Metrics at operation manager’s level measures the accurate operational data and focuses on the day to day business. As an operation manager, a lot of planning, managing, controlling and coordination are needed at its level; a successful operation runs on its productive and engaged workforce. A manager can make the positive impact on the success of every operation when they possess the ability to get to know what is going on in the organization (Das, 2015). This is through accurately focusing on labor needs, measuring team performance and every individual employee, motivating leaders to spend more time working to drive change and ensuring corporate social responsibility. Additionally, for employees to be managed effectively, operation managers are supposed to generate appropriate performance data which are objective to know which factors and staff are having issues and which employees are performing well. Metrics are made to empower operation managers through making them achieve real-time feedback on the performance of customers and staff.

Key metrics 

Some of the critical parameters for operation managers include customer satisfaction score, productivity score, employee satisfaction and financial metrics. Focusing on customer satisfaction score, many metrics exist to perform the general measure of customer satisfaction score; some of the actions include customer satisfaction, the voice of clients, the net promoter scores and corporate social responsibility performance where the organization ensures recycling of their final products from customers and developing customers through equipping them with social amenities. Customer satisfaction scores as a metrics are in place to communicate performance and control the production of resources used to satisfy customers. Additionally, it helps in identifying gaps between performance and expectation hence assist in making the adjustment when it comes to fulfilling the difference in satisfying customers (Roth, 2008). Customer satisfaction score supports the overall financial performance of an organization, in that, every team goals are to meet and satisfy organizational goals. Customer satisfaction score, on the other hand, ensures improvement on how customers are handled and even their level of need satisfaction also improves, hence attracting  more clients and even ensure that need of existing customers are met, and an organization which attracts and maintain clients experience increased financial performance. The environment in which consumers are living is also protected through effective implementation of recycling methods for their final product.

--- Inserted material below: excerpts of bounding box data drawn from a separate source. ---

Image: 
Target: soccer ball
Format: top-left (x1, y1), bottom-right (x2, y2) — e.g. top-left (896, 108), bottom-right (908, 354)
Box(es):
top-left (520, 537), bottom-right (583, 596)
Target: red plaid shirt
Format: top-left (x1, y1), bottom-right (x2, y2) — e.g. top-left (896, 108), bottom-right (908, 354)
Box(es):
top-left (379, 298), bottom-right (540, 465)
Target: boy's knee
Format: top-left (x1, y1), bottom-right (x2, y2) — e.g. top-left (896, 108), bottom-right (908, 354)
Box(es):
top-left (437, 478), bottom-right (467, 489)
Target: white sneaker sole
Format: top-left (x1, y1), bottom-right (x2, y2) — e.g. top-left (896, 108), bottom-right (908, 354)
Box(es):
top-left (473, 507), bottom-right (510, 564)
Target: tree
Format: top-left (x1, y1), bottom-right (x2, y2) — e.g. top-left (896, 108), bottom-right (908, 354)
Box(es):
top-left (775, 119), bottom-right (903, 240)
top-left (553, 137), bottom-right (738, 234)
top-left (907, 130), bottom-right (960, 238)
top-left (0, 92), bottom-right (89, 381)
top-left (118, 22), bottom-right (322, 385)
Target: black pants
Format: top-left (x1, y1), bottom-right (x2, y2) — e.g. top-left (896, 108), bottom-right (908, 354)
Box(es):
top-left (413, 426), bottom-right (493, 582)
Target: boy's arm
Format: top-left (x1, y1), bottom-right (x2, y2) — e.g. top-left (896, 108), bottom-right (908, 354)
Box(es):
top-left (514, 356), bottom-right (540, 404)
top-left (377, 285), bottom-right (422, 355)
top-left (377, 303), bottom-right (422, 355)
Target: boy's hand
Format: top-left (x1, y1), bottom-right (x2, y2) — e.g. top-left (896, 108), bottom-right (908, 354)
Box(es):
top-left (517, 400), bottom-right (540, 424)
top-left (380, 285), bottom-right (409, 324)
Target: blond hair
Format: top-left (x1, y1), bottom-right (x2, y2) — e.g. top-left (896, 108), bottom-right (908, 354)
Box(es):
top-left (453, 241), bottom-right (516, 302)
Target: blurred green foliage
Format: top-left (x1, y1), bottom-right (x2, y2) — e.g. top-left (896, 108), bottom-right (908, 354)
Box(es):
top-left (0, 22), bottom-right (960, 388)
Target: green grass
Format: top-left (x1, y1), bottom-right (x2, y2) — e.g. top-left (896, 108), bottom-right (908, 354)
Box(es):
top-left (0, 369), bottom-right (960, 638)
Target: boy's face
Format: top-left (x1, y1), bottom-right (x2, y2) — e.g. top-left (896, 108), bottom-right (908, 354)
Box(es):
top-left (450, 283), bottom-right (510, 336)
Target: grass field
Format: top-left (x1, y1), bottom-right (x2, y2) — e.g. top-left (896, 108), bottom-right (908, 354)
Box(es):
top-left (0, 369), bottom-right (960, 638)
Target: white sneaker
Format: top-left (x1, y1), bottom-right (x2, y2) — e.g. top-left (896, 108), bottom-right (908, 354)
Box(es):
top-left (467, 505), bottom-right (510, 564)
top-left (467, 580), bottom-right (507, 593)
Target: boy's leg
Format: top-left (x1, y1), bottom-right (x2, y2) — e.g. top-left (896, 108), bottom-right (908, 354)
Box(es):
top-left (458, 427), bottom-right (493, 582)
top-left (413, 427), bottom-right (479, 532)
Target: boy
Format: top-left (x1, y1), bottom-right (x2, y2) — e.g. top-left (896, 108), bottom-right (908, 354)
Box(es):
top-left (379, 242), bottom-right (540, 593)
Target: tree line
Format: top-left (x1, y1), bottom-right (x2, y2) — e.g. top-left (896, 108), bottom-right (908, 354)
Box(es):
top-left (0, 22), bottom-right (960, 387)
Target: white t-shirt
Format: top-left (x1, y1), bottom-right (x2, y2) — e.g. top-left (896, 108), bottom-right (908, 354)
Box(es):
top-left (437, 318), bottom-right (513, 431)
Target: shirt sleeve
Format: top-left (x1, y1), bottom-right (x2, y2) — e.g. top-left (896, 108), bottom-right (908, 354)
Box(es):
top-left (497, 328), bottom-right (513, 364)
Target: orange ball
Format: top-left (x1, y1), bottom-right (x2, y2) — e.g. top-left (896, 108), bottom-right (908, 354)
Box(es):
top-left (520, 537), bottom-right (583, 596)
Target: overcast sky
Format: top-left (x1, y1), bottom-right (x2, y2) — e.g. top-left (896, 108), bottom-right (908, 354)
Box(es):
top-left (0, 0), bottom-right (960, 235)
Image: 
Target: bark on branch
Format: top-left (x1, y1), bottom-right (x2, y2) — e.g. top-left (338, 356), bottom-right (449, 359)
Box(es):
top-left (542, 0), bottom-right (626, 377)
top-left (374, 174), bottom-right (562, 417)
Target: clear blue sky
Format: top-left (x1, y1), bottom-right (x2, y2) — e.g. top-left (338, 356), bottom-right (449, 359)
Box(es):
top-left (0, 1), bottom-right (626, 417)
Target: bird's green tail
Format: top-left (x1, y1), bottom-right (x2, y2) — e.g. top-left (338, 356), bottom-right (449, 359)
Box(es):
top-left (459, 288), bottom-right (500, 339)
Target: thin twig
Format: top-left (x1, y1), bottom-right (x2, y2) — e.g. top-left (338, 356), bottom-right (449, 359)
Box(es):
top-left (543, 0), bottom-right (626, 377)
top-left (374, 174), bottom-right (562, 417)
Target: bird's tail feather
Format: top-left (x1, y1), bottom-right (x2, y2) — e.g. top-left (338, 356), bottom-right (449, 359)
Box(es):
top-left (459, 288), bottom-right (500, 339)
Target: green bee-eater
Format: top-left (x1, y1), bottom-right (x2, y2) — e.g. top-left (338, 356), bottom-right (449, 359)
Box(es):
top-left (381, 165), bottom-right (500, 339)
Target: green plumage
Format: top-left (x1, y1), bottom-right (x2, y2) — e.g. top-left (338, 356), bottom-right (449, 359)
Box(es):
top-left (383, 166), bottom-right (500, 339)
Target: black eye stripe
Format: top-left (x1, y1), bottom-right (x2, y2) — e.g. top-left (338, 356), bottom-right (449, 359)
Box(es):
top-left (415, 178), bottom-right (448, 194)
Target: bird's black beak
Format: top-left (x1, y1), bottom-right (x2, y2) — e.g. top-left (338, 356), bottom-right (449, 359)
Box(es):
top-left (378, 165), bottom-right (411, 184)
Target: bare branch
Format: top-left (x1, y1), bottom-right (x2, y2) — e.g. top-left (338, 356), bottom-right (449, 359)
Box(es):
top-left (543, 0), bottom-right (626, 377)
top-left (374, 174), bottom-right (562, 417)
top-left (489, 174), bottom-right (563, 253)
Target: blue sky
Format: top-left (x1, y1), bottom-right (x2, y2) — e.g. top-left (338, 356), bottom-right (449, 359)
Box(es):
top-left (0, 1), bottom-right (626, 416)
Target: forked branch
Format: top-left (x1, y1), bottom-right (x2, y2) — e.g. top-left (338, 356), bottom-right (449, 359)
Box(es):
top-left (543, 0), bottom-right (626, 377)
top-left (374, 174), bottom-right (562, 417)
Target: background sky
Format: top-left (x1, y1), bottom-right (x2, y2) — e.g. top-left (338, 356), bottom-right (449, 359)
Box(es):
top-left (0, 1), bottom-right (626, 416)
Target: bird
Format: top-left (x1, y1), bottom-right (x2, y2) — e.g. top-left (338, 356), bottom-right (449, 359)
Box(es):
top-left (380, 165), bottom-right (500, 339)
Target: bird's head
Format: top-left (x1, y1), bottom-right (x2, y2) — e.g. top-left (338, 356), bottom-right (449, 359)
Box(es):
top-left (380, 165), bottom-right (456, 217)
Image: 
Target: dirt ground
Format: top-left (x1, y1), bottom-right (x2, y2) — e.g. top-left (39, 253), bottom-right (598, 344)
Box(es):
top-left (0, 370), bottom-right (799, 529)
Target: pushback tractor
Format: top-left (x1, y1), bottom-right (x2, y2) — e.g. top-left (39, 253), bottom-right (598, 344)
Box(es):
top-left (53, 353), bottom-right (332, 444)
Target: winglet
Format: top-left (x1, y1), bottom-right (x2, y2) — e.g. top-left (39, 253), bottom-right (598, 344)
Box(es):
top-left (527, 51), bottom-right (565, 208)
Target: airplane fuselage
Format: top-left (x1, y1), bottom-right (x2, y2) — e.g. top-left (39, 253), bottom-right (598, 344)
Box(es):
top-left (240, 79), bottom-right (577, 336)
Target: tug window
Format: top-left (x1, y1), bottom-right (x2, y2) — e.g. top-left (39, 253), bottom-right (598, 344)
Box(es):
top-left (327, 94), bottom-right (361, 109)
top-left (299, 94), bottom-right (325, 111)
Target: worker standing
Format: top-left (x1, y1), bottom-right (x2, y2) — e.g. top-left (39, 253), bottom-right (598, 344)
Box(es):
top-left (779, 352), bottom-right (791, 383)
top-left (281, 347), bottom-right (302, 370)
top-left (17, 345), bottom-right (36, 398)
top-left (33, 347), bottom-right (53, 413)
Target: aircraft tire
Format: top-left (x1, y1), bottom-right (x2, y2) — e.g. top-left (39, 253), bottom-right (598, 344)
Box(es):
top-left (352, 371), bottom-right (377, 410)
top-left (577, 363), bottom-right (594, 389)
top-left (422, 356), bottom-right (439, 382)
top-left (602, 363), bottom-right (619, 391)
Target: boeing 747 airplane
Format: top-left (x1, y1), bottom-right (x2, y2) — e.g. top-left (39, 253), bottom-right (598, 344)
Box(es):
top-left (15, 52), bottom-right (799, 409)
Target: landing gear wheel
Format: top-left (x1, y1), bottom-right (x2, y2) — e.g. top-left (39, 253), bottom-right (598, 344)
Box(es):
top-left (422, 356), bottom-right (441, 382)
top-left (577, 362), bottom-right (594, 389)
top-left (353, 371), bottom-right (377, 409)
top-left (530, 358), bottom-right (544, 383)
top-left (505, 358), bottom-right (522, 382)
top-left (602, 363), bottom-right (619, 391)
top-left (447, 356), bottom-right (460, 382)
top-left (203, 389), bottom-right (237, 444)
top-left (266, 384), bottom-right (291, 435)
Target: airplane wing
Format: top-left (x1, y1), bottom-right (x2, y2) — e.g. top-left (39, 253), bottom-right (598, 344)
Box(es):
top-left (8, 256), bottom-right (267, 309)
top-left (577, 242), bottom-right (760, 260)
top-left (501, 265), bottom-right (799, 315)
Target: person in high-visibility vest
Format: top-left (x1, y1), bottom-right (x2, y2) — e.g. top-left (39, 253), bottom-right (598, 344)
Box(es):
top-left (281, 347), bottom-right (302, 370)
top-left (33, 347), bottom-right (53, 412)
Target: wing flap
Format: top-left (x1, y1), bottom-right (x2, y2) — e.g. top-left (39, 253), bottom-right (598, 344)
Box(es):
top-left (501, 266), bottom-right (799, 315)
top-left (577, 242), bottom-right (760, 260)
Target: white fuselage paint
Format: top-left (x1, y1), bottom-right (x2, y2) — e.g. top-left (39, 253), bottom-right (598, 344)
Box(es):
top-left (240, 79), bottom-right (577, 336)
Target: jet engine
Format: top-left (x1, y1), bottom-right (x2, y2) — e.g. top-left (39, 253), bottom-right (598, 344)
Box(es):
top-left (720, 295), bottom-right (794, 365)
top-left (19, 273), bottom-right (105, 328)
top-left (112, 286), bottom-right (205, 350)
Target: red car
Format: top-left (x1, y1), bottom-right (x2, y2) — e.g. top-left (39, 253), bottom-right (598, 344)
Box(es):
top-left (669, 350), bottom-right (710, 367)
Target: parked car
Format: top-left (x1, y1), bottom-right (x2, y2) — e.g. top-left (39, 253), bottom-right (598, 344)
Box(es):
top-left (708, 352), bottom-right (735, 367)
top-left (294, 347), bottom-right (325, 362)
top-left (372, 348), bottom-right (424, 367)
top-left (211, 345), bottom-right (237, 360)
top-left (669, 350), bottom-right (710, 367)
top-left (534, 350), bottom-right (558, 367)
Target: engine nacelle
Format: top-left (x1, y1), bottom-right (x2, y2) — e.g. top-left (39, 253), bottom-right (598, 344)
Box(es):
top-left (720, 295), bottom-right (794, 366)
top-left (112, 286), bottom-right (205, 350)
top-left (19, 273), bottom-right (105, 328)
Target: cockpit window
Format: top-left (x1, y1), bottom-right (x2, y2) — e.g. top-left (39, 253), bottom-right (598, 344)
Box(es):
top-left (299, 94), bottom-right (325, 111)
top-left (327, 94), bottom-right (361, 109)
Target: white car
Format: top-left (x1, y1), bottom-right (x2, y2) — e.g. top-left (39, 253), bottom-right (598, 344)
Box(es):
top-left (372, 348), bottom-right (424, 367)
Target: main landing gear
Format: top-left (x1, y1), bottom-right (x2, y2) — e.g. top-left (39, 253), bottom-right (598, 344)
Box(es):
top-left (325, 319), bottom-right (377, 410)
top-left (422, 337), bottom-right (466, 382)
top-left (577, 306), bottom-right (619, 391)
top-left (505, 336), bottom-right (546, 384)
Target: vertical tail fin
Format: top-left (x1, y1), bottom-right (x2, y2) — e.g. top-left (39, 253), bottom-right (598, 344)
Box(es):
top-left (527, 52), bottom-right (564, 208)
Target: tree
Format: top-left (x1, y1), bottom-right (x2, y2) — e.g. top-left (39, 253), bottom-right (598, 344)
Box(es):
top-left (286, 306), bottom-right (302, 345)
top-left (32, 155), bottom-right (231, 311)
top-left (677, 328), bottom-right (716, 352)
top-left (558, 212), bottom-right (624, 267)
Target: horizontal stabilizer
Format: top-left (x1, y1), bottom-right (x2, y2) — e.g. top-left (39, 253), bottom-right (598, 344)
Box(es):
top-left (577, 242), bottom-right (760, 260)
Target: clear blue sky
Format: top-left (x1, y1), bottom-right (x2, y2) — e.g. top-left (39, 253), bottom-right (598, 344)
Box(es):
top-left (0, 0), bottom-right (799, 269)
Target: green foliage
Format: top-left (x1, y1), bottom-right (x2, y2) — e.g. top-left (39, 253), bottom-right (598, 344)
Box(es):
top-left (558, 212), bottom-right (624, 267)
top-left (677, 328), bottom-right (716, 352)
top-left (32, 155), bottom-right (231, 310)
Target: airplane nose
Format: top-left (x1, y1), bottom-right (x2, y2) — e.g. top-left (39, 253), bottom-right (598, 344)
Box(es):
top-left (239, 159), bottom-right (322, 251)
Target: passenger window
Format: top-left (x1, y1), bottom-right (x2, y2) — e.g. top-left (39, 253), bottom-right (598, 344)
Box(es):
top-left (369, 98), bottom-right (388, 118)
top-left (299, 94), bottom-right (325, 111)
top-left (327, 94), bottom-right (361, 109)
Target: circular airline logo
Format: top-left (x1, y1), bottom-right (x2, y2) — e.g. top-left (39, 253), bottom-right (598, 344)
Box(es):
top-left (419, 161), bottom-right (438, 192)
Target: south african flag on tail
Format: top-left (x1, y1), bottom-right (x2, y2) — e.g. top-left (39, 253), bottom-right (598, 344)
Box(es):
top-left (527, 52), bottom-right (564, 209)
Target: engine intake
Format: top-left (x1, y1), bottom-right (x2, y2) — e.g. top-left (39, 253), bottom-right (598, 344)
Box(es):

The data that will be used to support customer satisfaction score will be collected through face to face data collection, postal means, telephone and online means of data collection, the level of score experienced in every collection method will provide a reflection of customer satisfaction and their views on the performance, to ensure the quality of data achieved, the sample size will be reasonable and making sure that specific actions are taken in response to customer satisfaction. Additionally, the level of participation in data collection will be increased and going an extra mile of setting interviewing quotas to ensure that consumers view accurately represented. Data analytics support customer satisfaction score through factors like repeat purchase intention, overall customer satisfaction, likelihood to recommend to friends and affective and cognitive satisfaction.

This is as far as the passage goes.